Die gleiche Untersuchung wurde für verschiedene internationale Indices durchgeführt. Bei Entfernen der 10, 20 und 100 besten Tagesschwankungen verringerte sich die Rendite aller Indices in der Summe von 8,2% auf 6,3%, 4,8% und -2,8%. Die Rendite erhöhte sich auf 10,7%, 12,3% und 21,8%, wenn man die 10, 20 und 100 schlechtesten Tagesschwankungen vermieden hätte. Die Wahrscheinlichkeiten der 10, 20 und 100 größten Tagesschwankungen lagen bei 0,10%, 0,20% und 1,00%. Das Verpassen der 100 besten Tage verringerte den Vermögensendwert um 97,7%. Sofern die Untersuchung der internationalen Indices auf den Zeitraum 1990 bis 2006 verkürzt wurde, waren die Untersuchungsergebnisse folgendermaßen: Bei Entfernen der 10, 20 und 100 besten Tagesschwankungen verringerte sich die Rendite von 5,5% auf 1,9%, -0,6% und -13,6%. Die Rendite erhöhte sich auf 9,4%, 12,3% und 30,5%, wenn man die 10, 20 und 100 schlechtesten Tagesschwankungen vermieden hätte. Die Wahrscheinlichkeiten der 10, 20 und 100 größten Tagesschwankungen lagen bei 0,23%, 0,47% und 2,34%. Ebenso wurde in diesem Fall untersucht, wie weit die größten Tages-schwankungen von der „normalen“ Bandbreite der Renditestreuung entfernt waren.
 
Allein die 10 größten positiven und negativen Schwankungen im Zeitraum von 1990 bis 2006 waren 5 Standardabweichungen vom Durchschnitt entfernt (zur Erläuterung: ca. 68% aller erwarteten Renditen liegen in einer errechneten Streuung von einer Standardabweichung nach oben und unten von einem erwarteten Renditemittelwert). Sofern man eine „normale“ Verteilung der Renditeereignisse unterstellt, dürften Ausschläge in dieser Größenordnung nur mit einer Wahrscheinlichkeit von 0,0000287% auftre- ten oder anders formuliert ein Renditeausschlag in dieser Größenordnung nur einmal in 3.488.555 Handelstagen. Und nun stellen Sie sich vor, dass zwischen 1990 und 2006 nur 10 Handelstage die Wertentwicklung von 1,9% auf 5,5% hoben, d. h. Ihr Portfolio war nach Verpassen von nur 10 Tagen um 43,3% niedriger. Diese 10 Tage hatten eine Eintrittswahrscheinlichkeit von nur 0,23%!

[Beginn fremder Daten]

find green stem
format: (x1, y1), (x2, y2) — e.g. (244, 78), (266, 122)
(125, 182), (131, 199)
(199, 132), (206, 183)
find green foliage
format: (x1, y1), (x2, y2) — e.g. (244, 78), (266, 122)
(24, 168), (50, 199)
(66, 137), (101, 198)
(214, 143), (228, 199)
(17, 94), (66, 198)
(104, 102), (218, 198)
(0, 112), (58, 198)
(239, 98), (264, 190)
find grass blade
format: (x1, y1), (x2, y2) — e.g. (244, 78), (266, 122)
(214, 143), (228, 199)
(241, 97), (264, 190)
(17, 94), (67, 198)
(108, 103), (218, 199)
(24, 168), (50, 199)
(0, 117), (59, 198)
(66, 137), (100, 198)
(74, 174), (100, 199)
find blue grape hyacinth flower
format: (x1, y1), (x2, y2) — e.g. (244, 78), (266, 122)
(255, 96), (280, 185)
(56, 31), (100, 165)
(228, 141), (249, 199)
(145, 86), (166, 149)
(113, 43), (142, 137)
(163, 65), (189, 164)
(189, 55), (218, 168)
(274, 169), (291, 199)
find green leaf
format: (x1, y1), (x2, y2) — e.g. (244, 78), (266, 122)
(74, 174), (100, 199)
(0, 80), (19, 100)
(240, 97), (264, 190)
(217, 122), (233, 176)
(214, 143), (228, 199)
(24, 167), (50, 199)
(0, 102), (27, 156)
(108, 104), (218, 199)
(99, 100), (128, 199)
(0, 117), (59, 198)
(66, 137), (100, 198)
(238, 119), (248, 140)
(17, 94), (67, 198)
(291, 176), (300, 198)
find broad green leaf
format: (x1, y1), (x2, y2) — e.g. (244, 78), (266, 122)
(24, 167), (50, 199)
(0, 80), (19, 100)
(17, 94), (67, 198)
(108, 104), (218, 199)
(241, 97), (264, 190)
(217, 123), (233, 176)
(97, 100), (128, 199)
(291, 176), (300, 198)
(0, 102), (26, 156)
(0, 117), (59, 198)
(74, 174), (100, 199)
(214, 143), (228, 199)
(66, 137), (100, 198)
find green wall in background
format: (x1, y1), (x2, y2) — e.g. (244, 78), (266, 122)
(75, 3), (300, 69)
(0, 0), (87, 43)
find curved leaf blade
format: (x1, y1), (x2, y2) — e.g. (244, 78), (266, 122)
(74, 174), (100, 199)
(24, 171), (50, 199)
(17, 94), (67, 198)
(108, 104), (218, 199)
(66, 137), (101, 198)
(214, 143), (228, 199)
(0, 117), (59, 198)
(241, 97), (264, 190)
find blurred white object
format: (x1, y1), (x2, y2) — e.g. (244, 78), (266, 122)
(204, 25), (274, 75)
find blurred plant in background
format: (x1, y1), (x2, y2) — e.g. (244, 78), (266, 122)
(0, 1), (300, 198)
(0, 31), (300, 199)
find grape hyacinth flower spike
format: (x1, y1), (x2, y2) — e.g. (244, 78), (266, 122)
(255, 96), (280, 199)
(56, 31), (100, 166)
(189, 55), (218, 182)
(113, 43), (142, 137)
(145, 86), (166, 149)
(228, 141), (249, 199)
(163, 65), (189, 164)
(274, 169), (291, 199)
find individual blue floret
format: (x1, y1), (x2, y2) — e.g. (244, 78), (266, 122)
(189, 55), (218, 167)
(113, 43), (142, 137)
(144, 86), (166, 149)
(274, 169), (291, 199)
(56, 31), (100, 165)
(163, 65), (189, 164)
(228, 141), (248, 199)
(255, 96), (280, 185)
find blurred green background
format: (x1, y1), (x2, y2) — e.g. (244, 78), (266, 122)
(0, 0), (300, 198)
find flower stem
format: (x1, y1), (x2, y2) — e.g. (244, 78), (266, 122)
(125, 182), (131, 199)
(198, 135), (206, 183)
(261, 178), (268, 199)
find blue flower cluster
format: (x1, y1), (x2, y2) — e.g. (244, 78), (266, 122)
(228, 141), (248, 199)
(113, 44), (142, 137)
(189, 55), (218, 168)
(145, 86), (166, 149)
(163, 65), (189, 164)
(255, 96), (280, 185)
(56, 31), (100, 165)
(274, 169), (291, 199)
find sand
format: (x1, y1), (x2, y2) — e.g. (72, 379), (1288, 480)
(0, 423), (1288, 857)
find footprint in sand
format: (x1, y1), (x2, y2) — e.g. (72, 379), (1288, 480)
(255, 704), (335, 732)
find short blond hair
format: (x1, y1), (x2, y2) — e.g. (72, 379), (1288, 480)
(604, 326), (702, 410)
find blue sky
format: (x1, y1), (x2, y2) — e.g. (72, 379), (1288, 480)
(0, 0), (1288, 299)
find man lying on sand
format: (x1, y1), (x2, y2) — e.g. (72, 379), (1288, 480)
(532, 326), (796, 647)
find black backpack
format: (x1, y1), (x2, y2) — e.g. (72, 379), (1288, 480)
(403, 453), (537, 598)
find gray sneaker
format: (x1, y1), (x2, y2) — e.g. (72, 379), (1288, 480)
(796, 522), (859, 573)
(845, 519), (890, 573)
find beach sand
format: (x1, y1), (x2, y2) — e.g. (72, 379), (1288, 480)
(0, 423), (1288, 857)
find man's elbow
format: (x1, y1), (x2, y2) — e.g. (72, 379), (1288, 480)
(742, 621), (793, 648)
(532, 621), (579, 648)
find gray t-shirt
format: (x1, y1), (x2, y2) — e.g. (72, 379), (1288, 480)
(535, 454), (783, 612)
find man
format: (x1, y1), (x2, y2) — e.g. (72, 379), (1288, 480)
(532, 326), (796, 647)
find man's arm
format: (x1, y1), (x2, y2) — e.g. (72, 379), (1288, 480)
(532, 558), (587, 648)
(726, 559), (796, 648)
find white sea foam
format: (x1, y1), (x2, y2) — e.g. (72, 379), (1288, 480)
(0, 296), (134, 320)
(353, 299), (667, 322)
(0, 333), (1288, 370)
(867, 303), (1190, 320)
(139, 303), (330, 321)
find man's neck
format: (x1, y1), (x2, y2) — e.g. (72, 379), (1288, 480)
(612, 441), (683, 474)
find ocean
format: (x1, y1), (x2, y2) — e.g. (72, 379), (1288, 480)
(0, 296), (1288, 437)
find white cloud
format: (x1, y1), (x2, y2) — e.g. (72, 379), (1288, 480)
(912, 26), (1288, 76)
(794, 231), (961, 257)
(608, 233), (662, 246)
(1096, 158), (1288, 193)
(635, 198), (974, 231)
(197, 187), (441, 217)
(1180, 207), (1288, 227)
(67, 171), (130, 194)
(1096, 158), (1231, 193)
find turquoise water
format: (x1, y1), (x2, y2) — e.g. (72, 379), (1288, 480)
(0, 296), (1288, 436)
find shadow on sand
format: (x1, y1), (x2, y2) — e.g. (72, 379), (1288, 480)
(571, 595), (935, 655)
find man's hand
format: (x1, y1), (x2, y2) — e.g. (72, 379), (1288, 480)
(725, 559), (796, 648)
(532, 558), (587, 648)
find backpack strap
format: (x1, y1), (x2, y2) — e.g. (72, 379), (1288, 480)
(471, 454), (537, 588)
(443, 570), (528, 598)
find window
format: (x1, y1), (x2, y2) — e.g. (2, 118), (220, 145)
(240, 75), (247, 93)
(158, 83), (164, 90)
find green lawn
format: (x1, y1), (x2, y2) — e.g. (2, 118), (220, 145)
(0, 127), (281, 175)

„Heftige Schwankungen an den Aktienmärkten gehörten schon immer zum Wesen dieses Marktes!"

Über die Erkenntnisse von Prof. Estrada hinaus untersuchten wir einen jüngeren Zeitabschnitt, von 2001 bis 2011. Wir betrachteten die Tagesschwankungen des Stoxx Global Total Market mit 8.448 einzelnen Aktien. Damit kommen wir dem Investmentuniversum, das wir im Aktienbereich für unsere Mandanten verwenden, ca. 11.200 Titel, sehr nahe. Von 2001 bis 2011 hätte eine 100% Investition in diesen Index vor Kosten eine Rendite von 5,03% p.a. erzielt. Durch Verpassen der 5 oder 10 besten Tage wäre die Rendite auf 1,35 bzw. -1,5% gefallen.
 

Diese Tage stellten nur 0,20% bzw. 0,40% aller Handelstage dar. Weiterhin verglichen wir die Verteilung der Tagesrenditen mit den Renditen, die man bei Annahme einer Normalverteilung annehmen könnte.

 

 
Die Zahl der Tage, an denen die Aktienmärkte wenig schwanken, ist höher als man bei Normalerteilung annehmen könnte. Jedoch wird diese vermeintliche Langeweile an den Aktienmärkten durch wesentlich mehr Schwarzen Schwänen unterbrochen als man theoretisch vermuten könnte. Heftige Schwankungen an den Aktienmärkten gehörten schon immer zum Wesen dieses Marktes.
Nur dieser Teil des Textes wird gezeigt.